I won’t even get started with the markets for international remittances (make it way cheaper!). They can even convert rupees to BitCoin and back (someone else has to take the exchange rate risk, I think) Or for instant payments through NFC or other contactless technology, at very low rates. Or for better mutual fund or insurance selling mechanisms. Or for organizing credit from other banks. Of for collecting subsidies. And so many things.

Technology can rapidly help complaint resolution and speedy handling of issues, and reduce currently insane burdens from banks. Banks will need core banking systems, internet banking etc. and smarter mechanisms to deal with problems than are currently used. Documentation should only be required once, for instance – having every single document self-signed is a waste of time, and most of the time not required. (A 10 second video recording at the branch/ATM or at home saying “Please use my documents” is enough!) 
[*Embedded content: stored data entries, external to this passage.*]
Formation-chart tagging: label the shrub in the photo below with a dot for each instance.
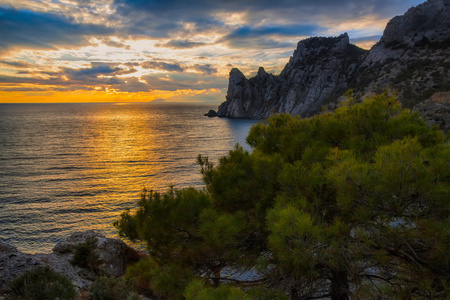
(43, 283)
(85, 256)
(111, 288)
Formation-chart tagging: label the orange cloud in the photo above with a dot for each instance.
(187, 95)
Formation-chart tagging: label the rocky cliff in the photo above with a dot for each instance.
(112, 257)
(412, 58)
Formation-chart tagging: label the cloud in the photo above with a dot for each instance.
(38, 30)
(96, 70)
(17, 64)
(181, 44)
(206, 69)
(159, 65)
(176, 81)
(267, 37)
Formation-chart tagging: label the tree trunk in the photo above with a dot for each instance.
(339, 285)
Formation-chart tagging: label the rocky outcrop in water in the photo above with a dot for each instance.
(320, 70)
(113, 255)
(412, 58)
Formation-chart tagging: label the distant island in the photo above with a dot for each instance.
(411, 59)
(157, 101)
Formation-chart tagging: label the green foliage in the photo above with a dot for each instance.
(85, 255)
(345, 204)
(43, 283)
(111, 288)
(165, 280)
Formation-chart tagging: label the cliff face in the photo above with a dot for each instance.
(319, 70)
(412, 57)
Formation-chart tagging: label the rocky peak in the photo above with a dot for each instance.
(412, 55)
(411, 58)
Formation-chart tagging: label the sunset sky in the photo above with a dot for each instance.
(141, 50)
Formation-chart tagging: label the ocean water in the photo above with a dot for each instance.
(73, 167)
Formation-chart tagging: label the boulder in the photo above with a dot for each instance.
(14, 263)
(113, 254)
(113, 257)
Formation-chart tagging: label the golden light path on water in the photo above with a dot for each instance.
(73, 167)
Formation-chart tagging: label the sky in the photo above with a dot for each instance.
(176, 50)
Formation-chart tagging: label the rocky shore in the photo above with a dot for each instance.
(411, 59)
(112, 257)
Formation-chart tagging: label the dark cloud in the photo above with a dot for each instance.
(37, 30)
(176, 81)
(159, 65)
(116, 44)
(181, 44)
(96, 70)
(206, 69)
(17, 64)
(282, 17)
(264, 37)
(365, 39)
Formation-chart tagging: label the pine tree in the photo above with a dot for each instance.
(352, 203)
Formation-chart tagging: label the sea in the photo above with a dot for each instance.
(66, 168)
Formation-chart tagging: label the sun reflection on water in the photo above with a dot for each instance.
(75, 167)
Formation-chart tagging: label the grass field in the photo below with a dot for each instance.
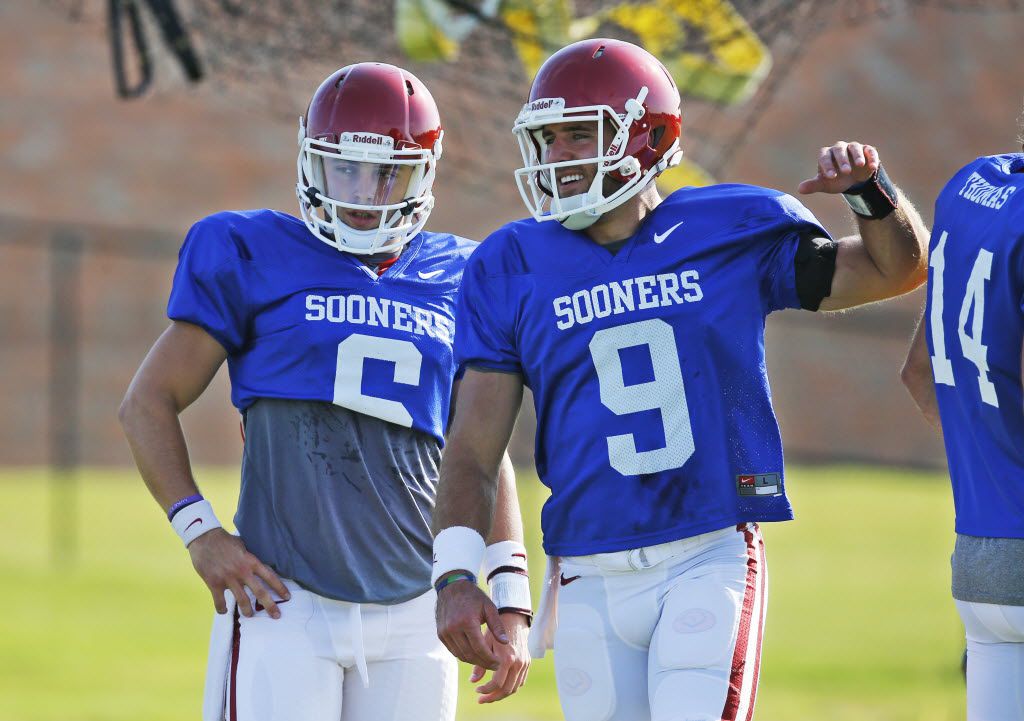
(860, 623)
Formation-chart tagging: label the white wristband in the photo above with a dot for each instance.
(502, 554)
(506, 573)
(194, 520)
(510, 591)
(457, 548)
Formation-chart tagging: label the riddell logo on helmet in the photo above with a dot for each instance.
(547, 103)
(368, 139)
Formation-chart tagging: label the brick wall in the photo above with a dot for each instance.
(932, 90)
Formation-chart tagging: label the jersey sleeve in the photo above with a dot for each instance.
(484, 319)
(209, 288)
(785, 222)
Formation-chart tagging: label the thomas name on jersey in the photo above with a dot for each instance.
(617, 297)
(382, 312)
(979, 191)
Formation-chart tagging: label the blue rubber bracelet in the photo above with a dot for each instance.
(178, 505)
(450, 579)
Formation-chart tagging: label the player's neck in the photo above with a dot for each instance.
(381, 261)
(623, 222)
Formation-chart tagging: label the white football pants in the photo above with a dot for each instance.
(331, 661)
(668, 632)
(994, 661)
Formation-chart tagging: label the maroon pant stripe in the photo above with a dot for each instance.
(755, 550)
(232, 708)
(763, 582)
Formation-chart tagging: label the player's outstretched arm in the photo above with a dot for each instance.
(176, 371)
(890, 255)
(916, 376)
(486, 407)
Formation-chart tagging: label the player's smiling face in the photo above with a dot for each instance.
(568, 141)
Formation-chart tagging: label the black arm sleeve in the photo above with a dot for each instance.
(814, 265)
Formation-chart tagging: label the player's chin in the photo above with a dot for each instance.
(360, 219)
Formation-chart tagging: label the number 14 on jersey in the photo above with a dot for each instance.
(971, 345)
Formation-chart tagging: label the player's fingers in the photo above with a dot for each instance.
(810, 185)
(856, 153)
(499, 678)
(245, 605)
(494, 621)
(272, 580)
(841, 158)
(523, 673)
(871, 156)
(217, 591)
(826, 166)
(263, 596)
(478, 654)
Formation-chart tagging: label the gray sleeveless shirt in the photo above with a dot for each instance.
(338, 501)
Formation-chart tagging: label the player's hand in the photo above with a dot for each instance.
(841, 166)
(462, 608)
(513, 661)
(222, 562)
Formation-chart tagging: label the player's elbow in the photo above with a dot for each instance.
(140, 404)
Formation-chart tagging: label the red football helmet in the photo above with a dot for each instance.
(369, 146)
(613, 84)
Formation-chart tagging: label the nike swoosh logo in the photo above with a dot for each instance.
(259, 606)
(659, 237)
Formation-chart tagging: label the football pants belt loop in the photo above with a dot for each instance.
(219, 663)
(358, 647)
(542, 632)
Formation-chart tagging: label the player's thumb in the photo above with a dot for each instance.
(809, 185)
(494, 621)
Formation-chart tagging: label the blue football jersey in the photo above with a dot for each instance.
(975, 331)
(302, 321)
(647, 366)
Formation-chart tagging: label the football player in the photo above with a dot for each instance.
(338, 333)
(964, 371)
(638, 324)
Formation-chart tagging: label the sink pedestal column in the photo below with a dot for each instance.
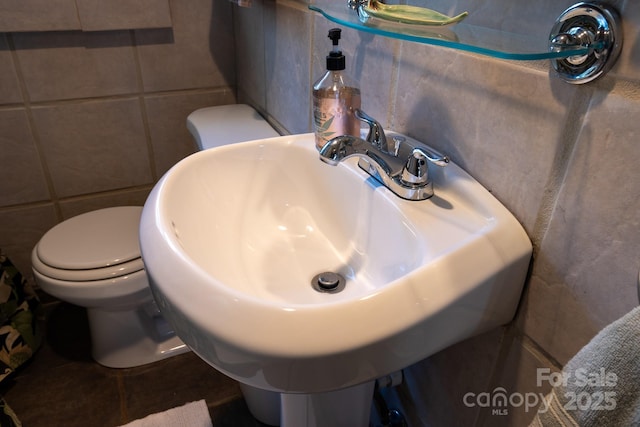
(350, 407)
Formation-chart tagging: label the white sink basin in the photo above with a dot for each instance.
(232, 237)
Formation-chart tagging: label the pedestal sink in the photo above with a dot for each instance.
(232, 239)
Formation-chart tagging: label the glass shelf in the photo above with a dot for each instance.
(485, 41)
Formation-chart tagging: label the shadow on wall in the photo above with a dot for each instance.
(221, 40)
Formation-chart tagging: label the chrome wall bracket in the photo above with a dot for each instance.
(592, 25)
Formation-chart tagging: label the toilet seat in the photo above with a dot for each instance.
(97, 245)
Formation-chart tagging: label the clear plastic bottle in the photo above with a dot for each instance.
(335, 98)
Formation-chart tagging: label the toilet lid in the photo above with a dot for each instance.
(93, 240)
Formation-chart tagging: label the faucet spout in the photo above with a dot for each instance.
(403, 170)
(346, 146)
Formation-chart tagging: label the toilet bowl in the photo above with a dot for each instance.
(93, 261)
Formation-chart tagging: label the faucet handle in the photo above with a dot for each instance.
(415, 170)
(376, 134)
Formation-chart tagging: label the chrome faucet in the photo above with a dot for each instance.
(399, 165)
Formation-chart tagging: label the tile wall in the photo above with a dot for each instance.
(562, 158)
(93, 119)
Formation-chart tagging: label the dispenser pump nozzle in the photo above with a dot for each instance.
(335, 59)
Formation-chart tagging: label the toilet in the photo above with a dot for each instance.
(93, 260)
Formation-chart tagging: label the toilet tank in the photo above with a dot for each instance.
(226, 124)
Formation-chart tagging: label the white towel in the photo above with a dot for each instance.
(194, 414)
(599, 386)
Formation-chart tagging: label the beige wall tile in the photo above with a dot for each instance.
(167, 123)
(94, 146)
(250, 53)
(20, 230)
(287, 77)
(65, 65)
(197, 52)
(9, 85)
(586, 274)
(496, 121)
(98, 15)
(22, 178)
(38, 15)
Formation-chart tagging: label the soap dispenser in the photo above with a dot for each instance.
(335, 98)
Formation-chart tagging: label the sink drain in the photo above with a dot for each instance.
(328, 281)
Every prepaid instrument provider should go become a payment bank and stick in there, because in five years, RBI will make life much easier. This concept will not help with financial inclusion as much as it will revolutionize the payments ecosystem; but only if players behave to that effect and RBI isn’t a total pain in the wrong places. Raising capital shouldn’t be that big a problem but the promoter requirement of 40% and FII/FDI limits mean that it’ll take deep pockets to get this done. However, I refuse to believe that after all this drama and startup mega-raises, capital will be the constraint. I’m hoping this is the next big thing in Banking, even with that unfortunate Rs. 100K account limit.